Short answer: because computational shaders give you more efficient tools for performing complex computations.
Long answer:
Perhaps the biggest advantage they provide (in the case of tracing) is the ability to precisely control how the GPU works. This is important when you are viewing a complex scene. If your scene is trivial (e.g. Cornell Box), then the difference is not significant. Trace some areas throughout your fragment shader throughout the day. Check out http://shadertoy.com/ to witness the frenzy that can be achieved with modern GPUs and flash shaders.
But. If your scene and shading are quite complex, you need to control how the work is done. Atv rendering and tracing in a flash shader, at best, will cause your application to freeze while the driver cries, changes his legal name and moves to the other side of the world ... and, in the worst case, the Driver. Many drivers will be aborted if one operation takes too much time (which almost never happens with standard use, but will happen very quickly when you start tracing 1M poly scenes).
So, you are doing too much work in the flash shader ... next, is it logical? Well, limit your workload. Draw smaller boxes to control how much screen you are viewing right away. Or use glScissor. Make the workload smaller and smaller until your driver can handle it.

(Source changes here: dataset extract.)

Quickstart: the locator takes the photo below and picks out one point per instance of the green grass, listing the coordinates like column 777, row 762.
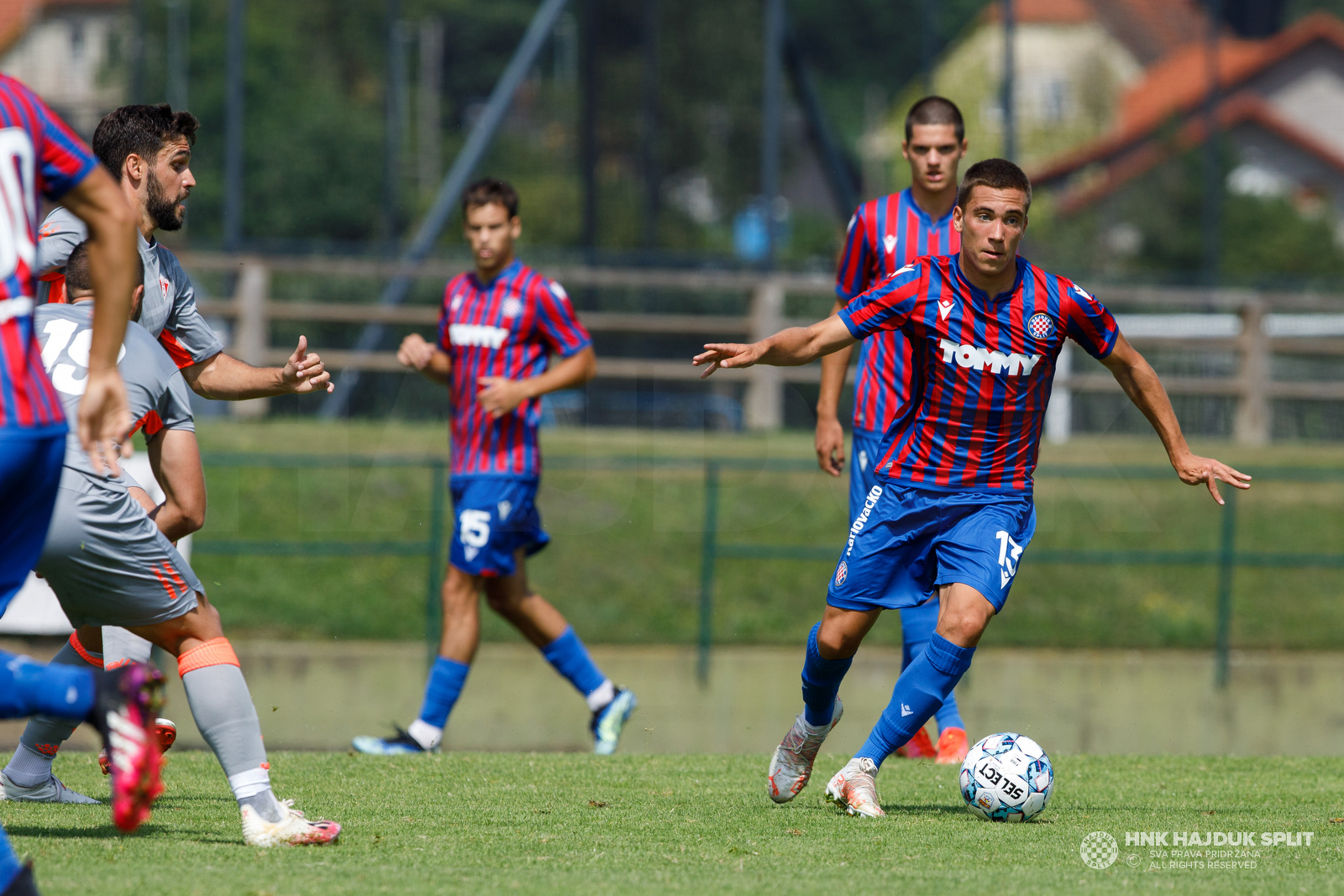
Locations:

Guess what we just invented? Calculate shaders working groups ! Workgroups are a shader computational mechanism for controlling the size of a job, and they are much better abstractions for this than hacking at the fragment level (when we deal with such a difficult task). Now we can very precisely control how many rays we send, and we can do this without being closely connected with the screen space. For a simple indicator, this adds unnecessary complexity. For โrealโ, this means that we can easily perform sub-pixel raycasting on a shaky grid for AA, a huge amount of raikast per pixel to track the path if we want, etc.
Other features of computational shaders that are useful for performers, industry indicators:
- Shared memory between groups of streams (allows, for example, packet tracing, in which the entire package of spatially coherent rays is monitored at the same time in order to use memory consistency and the ability to interact with neighboring rays)

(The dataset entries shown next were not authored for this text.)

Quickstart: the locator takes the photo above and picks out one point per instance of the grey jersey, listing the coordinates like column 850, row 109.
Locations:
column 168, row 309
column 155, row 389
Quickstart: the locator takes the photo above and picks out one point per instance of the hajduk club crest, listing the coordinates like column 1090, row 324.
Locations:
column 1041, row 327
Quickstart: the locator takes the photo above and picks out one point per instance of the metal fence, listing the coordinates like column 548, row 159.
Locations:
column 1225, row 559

- Scatter Writes allow you to calculate shaders for recording at arbitrary locations of images (note: the image and texture differ in a subtle way, but the advantage remains relevant); You no longer need to trace directly from a known pixel location.
In general, the architecture of modern graphics processors is designed to more naturally use this type of task using computation. Personally, I wrote a real-time progressive path tracer using MLT, kd-tree acceleration and a number of other expensive computational methods (PT is already very expensive). I tried to stay in frame with fragments / full-screen quad-core processor as much as I could. Once my scene was complex enough to require an acceleration structure, my driver began to choke no matter what hackers I pulled out. I re-implemented in CUDA (not quite the same as computed, but used the same basic architectural achievements of the GPU), and everything was fine with the world.

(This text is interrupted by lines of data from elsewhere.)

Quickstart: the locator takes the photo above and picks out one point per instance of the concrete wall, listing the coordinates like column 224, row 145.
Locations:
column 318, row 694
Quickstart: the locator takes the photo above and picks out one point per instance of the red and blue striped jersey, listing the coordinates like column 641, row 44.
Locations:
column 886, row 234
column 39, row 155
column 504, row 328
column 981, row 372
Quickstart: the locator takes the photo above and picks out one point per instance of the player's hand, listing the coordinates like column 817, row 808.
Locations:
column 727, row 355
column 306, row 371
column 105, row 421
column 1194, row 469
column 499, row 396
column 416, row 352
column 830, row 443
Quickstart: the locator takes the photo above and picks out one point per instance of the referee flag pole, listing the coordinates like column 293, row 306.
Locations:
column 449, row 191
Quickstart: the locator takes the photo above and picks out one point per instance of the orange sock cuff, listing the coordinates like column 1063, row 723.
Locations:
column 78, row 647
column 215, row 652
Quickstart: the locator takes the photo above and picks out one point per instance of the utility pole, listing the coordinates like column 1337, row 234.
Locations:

If you really want to dig, take a look at section 3.1 here: https://graphics.cg.uni-saarland.de/fileadmin/cguds/papers/2007/guenther_07_BVHonGPU/Guenter_et_al._-_Realtime_Ray_Tracing_on_GPU_with_BVH-based_Pack . Honestly, the best answer to this question would be an extensive discussion of the GPU microarchitecture, and I'm not at all ready to give it. By looking at modern GPU trace documents like the ones above, you get an idea of โโhow deep the performance considerations are.
One final note: any advantage of computing a calculation over a fragment in the context of raytracing a complex scene has nothing to do with the overhead / adjacent rasterization / vertex shader, etc. . For a complex scene with complex shading, the bottlenecks are completely in the trace calculations, which, as discussed, shaders calculate, have tools for more efficient implementation.